Il decennale del bond governativo americano ha raggiunto il 2,28% venerdì scorso, il livello più basso dalle elezioni dell’8 novembre. Intanto le società e i governi dei mercati emergenti hanno approfittato del ritorno della domanda, emettendo $178,5 miliardi di debito denominato in dollari nel primo trimestre, l’ammontare più alto di sempre su base trimestrale.
Anche le società americane non sono state da meno e il debito corporate con un buon rating creditizio è stato venduto alla cifra record di 414,5 miliardi di dollari nei primi tre mesi di quest’anno. Gli emittenti di debito giudicato spazzatura sono riusciti a piazzare 178,5 miliardi di dollari di bond, il doppio della somma vista un anno prima.
I giornalisti del Wall Street Journal sostengono che il ritorno in gran stile dell’appetito per i bond sia la dimostrazione di come gli investitori non riescano a convincersi della solidità della ripresa economica, nemmeno negli Stati Uniti, e non siano in grado di mettersi definitivamente alle spalle le preoccupazioni su un rallentamento dell’economia.
Bond: “non siamo in una fase di bolla”
Il pensiero di Mohamed El-Erian, che ha coniato il termine “nuovo normale” per descrivere la crescita fiacca post crisi, è il seguente: la regola della ‘squadra che vince non si cambia’ vale anche per gli investimenti. Per un trader è difficile abbandonare una vecchia strategia di trading (in questo caso l’investimento nei fondi legati ai Bond) se ha funzionato molto bene. “Prima di abbandonare qualcosa che ha funzionato per così tanti anni, ci vuole una prova inconfutabile” per convincerti a cambiare idea.
Ciò non significa che il successo sperimentato nel 2017 dai Bond è destinato a continuare a lungo termine. Anzi, per il consulente di Allianz Mohamed El-Erian il periodo di debole crescita economica, la “nuova norma”, e di domanda record per i titoli e oondi obbligazionari, potrebbe giungere al termine. Molto dipenderà dalle mosse della Federal Reserve e da quello che riuscirà fare di concreto Trump, ovvero come e se la sua agenda politica prenderà veramente forma.

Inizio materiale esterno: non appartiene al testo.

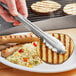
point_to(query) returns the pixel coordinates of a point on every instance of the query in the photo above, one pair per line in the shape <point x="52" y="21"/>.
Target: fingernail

Luke Farrell, direttore degli investimenti nei Bond di Capital Group, ha osservato che il mercato obbligazionario non si trova in una fase di bolla che sta per scoppiare: la banca centrale americana in realtà “prevede di agire in maniera relativamente progressiva, spiega l’analista, “effettuando quest’anno tre interventi da 25 punti base. Gli investitori obbligazionari si aspettano però un iter ben più graduale e il mercato dei future sconta solamente due rialzi. Negli ultimi anni la Fed ha spesso sovrastimato l’entità dei rialzi effettuati“.
“Secondo i principi base della matematica delle obbligazioni,a fronte di rialzi graduali molti fondi obbligazionari registrerebbero perdite riconducibili ai tassi molto ridotte, se non del tutto assenti. Prendiamo ad esempio l’Indice Bloomberg Barclays U.S. Aggregate, benchmark piuttosto diffuso nel settore. Considerandone il rendimento, la duration e altre caratteristiche alla fine del 2016 e tenendo costanti altri fattori, i tassi di interesse dovrebbero salire dell’1,3% (ossia oltre cinque rialzi da 25 punti base) nei prossimi due anni prima che gli investitori registrino una perdita”.
Si tratterebbe, spiega Farrell, di un rialzo dei tassi addirittura superiore a quello previsto dai mercati.